Newman had been stabbed 14 times in the chest and abdomen. Her carotid artery and jugular vein had both been severed and her body showed ligature marks suggesting she had been bound with rope by her neck and ankles.

Prosecutors at his trial presented voluminous circumstantial evidence linking Jennings to the attack, including fingerprints and other physical evidence.

In 1984 Jennings was convicted and sentenced to death for his crimes, but in 2002, the 9th Circuit Court of Appeals threw out the conviction after a three-judge panel found that Jennings' defense attorney, Michael Oliver, had failed to look into Jennings' history of mental illness and drug abuse.

According to the appeals court decision, Jennings had a documented family history of mental illness, including paranoid schizophrenia and severe alcoholism.

The appeals court also found evidence to suggest that Jennings had been molested as a child by his mother and grandfather and had been mutilating himself since he was 6 years old, a behavior that resulted in frequent bouts of gangrene that Jennings exacerbated with foreign materials, such as toothpaste and battery acid, according to the appeals court.

Jennings and his brothers had also been beaten regularly by both their parents throughout their childhoods.

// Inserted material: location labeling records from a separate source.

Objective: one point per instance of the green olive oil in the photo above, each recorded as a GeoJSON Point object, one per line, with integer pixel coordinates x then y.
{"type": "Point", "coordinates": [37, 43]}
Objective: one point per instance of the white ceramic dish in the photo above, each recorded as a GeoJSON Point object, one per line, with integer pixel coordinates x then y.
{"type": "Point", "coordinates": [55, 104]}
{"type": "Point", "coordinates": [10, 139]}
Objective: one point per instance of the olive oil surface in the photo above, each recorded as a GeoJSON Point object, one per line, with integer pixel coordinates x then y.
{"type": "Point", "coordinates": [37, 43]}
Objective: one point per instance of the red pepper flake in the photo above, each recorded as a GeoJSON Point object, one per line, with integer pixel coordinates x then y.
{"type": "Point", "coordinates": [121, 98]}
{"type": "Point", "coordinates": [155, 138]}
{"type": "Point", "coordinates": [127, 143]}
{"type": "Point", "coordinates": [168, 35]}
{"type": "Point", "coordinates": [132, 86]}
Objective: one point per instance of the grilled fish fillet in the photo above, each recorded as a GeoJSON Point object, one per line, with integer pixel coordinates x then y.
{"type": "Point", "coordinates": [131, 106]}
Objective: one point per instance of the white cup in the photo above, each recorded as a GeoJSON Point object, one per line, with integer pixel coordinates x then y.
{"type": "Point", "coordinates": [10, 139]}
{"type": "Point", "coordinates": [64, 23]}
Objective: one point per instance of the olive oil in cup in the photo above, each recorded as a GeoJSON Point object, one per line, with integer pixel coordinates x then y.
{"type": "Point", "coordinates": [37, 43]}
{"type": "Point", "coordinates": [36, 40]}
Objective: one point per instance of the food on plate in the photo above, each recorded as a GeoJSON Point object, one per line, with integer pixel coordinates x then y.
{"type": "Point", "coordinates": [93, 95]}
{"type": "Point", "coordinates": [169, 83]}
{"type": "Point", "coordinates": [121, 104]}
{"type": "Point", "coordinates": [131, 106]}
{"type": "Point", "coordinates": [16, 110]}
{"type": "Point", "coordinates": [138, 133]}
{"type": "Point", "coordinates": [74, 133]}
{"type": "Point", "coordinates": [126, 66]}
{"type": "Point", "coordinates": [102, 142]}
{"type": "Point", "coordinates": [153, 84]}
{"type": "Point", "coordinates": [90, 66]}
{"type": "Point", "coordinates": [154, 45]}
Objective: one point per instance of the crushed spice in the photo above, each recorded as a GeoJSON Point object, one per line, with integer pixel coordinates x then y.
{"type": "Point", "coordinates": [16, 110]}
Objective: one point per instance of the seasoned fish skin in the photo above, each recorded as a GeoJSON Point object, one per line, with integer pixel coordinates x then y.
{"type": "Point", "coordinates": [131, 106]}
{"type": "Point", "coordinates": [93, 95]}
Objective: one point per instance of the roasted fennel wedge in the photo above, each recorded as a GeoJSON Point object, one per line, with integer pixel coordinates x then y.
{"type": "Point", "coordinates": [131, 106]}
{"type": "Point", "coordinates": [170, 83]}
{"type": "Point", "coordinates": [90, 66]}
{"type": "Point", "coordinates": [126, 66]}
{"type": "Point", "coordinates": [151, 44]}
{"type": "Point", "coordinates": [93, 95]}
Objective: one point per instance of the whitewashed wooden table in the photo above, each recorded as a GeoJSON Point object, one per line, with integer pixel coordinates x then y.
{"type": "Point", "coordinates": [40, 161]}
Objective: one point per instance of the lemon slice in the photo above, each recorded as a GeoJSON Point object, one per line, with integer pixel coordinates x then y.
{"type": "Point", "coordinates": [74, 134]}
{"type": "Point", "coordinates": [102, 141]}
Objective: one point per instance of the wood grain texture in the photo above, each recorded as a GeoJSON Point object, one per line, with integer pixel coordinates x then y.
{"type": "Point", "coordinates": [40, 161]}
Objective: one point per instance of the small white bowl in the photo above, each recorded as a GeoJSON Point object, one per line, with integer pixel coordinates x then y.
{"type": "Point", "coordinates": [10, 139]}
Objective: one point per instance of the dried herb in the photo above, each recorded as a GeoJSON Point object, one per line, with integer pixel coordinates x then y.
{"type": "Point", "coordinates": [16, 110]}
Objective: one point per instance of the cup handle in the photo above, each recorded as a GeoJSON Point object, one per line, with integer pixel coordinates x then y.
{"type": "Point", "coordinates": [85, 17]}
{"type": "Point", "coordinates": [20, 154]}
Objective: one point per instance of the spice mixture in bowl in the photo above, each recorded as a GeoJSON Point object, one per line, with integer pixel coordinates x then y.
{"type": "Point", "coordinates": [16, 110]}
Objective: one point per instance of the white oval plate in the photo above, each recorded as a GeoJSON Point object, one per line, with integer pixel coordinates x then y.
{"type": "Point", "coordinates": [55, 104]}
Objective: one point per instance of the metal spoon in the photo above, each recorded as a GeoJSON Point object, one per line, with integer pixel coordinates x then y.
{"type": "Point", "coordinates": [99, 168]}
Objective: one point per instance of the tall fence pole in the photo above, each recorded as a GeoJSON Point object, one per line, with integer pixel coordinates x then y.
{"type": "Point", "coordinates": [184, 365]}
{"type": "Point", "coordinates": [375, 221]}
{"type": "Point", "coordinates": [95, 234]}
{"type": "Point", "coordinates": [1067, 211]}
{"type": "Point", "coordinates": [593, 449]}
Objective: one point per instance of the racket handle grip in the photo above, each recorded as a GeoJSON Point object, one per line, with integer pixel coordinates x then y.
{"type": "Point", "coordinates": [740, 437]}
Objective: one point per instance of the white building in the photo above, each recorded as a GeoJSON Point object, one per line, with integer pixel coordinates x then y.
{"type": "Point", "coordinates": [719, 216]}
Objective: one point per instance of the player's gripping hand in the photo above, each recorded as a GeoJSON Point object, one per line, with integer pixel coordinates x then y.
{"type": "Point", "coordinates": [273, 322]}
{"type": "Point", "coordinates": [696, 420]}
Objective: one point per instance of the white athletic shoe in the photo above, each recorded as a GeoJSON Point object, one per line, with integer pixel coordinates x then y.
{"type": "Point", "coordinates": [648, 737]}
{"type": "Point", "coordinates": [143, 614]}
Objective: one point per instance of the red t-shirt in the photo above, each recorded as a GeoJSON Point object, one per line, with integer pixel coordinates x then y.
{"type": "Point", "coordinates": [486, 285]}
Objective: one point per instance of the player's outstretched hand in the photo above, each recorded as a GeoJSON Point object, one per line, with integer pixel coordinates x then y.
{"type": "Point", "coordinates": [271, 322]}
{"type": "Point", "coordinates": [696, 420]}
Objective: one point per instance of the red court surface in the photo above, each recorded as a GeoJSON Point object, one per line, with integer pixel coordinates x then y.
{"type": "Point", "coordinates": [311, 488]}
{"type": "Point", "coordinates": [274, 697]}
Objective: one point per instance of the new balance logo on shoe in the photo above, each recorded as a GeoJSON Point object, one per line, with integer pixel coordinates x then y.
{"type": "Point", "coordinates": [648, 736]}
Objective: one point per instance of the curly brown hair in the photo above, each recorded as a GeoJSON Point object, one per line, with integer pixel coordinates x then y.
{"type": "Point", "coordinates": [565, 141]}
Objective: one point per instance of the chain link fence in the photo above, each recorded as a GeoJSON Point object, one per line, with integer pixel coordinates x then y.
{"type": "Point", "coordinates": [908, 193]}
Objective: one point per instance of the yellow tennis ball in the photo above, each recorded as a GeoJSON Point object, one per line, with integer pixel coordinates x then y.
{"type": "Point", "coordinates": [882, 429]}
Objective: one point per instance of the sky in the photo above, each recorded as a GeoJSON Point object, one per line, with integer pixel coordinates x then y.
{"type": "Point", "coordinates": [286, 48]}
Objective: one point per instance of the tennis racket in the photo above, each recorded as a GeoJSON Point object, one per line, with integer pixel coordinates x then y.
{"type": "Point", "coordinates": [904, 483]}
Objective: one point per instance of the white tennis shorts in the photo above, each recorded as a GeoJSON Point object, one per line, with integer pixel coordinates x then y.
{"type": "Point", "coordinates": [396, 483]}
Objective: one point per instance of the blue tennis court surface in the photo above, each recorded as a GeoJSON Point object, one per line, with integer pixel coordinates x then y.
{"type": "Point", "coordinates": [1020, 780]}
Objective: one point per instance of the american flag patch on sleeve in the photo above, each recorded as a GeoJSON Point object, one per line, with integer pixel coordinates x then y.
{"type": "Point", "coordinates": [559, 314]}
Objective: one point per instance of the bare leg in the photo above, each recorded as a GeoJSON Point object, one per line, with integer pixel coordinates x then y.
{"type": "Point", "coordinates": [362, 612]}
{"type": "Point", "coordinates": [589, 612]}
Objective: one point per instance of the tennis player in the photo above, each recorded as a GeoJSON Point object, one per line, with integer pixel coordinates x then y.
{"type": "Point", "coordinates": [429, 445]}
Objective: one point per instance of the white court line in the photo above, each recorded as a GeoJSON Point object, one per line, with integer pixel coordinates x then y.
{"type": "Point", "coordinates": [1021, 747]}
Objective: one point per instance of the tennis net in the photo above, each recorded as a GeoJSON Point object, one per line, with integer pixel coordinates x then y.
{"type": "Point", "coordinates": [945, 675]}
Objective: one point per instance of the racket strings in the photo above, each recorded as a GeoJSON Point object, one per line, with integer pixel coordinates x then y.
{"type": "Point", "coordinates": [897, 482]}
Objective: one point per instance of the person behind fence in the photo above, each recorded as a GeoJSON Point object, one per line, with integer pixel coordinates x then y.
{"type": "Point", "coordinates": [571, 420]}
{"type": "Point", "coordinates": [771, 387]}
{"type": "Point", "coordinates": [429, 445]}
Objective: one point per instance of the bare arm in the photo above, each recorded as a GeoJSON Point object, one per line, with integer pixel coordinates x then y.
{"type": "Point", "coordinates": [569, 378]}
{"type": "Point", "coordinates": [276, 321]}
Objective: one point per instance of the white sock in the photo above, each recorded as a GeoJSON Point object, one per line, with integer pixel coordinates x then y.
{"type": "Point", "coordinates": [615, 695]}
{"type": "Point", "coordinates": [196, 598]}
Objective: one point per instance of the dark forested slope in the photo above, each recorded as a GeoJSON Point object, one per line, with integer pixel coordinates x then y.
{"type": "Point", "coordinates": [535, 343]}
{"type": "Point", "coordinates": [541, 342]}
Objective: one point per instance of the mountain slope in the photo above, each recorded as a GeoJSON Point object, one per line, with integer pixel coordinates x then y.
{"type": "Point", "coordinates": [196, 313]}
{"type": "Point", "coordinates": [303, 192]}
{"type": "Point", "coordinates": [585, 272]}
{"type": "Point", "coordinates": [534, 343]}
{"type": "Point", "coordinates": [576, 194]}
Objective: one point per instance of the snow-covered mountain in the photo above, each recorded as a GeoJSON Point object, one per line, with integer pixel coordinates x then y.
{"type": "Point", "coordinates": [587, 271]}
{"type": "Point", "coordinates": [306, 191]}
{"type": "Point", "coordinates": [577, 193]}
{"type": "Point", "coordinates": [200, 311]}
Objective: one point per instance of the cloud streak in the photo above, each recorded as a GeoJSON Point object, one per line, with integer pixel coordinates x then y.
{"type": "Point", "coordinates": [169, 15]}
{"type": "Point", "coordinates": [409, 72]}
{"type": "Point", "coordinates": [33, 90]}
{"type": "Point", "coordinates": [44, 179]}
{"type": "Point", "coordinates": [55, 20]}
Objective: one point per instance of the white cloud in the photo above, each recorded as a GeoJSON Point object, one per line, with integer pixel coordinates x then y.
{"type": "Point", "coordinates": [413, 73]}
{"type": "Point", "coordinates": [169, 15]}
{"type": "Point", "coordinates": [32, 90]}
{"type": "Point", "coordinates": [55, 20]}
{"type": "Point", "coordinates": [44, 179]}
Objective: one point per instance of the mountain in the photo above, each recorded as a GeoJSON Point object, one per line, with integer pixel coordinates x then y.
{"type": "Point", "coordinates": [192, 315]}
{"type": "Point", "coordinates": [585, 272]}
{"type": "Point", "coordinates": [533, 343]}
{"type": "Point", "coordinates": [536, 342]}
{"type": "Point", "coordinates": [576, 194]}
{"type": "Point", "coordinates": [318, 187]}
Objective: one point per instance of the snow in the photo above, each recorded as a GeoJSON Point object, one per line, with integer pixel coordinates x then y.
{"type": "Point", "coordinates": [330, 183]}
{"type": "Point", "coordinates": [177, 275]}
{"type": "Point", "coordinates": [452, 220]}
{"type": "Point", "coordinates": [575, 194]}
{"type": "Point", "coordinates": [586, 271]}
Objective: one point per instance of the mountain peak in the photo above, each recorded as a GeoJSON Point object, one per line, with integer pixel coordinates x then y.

According to the appeals decision, a psychiatric evaluation revealed that, during the period leading up to Newman's murder, Jennings was experiencing psychotic symptoms including hallucinations, delusions, memory gaps and periods of dissociation, at least partly as a result of heavy methamphetamine use.

The psychiatrist conducting the examination concluded that Jennings was "psychotic and dissociated at the time of the crime" and could neither form the intent to kill, rape, rob, or burglarize, nor to premeditate or deliberate.

The appeals decision stated that if Oliver had presented evidence of Jennings' history and his mental state at the time of the crime, the conviction could have turned out differently.

After his conviction was overturned, Jennings was sent back to county jail in Martinez, where he remained until Jan. 12 when he was taken to the county hospital for treatment of a terminal illness, Lee said.

Prosecutor Paul Sequeira said today that the district attorney's office had planned to seek the death penalty against Jennings once again, but that Jennings had hepatitis C and had been too ill to talk to his attorney or attend court hearings.

Because of Jennings' illness, no date for his retrial had been set, Sequeira said.